Dentro del recinto del castillo, en la meseta, hubo una iglesia de la que todavía se pueden observar algunos vestigios. En 1810, según el Diccionario de Madoz, la iglesia se convirtió en cuartel militar y polvorín, que fue posteriormente destruido a consecuencia de una explosión provocada por un rayo. La ermita de la Santa Cruz, del siglo XVI, también se erigía en el castillo como recuerdo de una de las leyendas históricas más sorprendentes de Peñas de San Pedro, recogida en Milagros de la Santa Cruz de la Villa de las Peñas de San Pedro, libro manuscrito redactado entre 1608 y 1742, que se conserva en la Colección Museográfica Parroquial. A pesar de la falta de información sobre el valor arquitectónico de estos templos, es posible hacerse una idea contemplando algunos restos bastante bien conservados que se encuentran en el museo parroquial de Peñas de San Pedro, básicamente dovelas molduradas y claves góticas.

La superficie del castillo la ocupaban, además, construcciones para los militares que lo habitaban, viviendas y cuarteles. HoyIen día se pueden observar algunos de sus restos, entre los que destacan varios hornos, la balsa para la recogida de agua de lluvia, los conductos para su canalización y los aljibes de bóveda de cañón para su almacenamiento.
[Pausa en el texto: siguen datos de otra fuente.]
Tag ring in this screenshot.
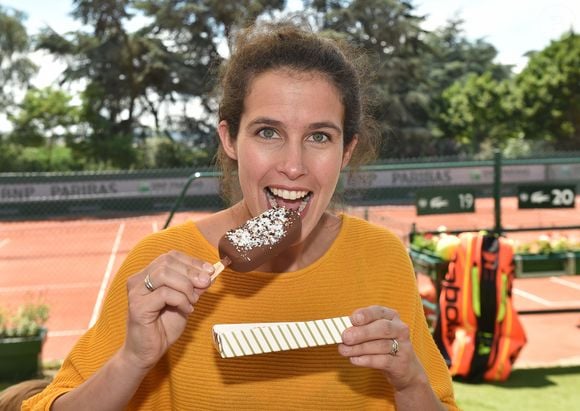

La muralla para su defensa es de origen islámico y, con una longitud superior a mil metros, rodeaba todo el castillo. En el siglo XIX incluía esta muralla cuatro baterías, Daoíz, Velarde, San Fernando y San Carlos, que estaban situadas estratégicamente para defender el castillo de los ataques enemigos. Actualmente el castillo, en fase de restauración, cuenta con un fácil acceso hasta su meseta desde donde, además de contemplar “in situ” vestigios de la historia de Peñas de San Pedro, se puede disfrutar de magníficas vistas panorámicas tanto de la llanura de Albacete como de las primeras estribaciones de la sierra. También es posible dar un gratificante paseo alrededor de la falda del castillo por el camino recientemente habilitado, y contemplar los restos amurallados de la fortaleza hechos de cal y canto y cantería, de orígenes inciertos, aunque se supone, como dijimos, que en su primer trazado pueden remontarse a época islámica.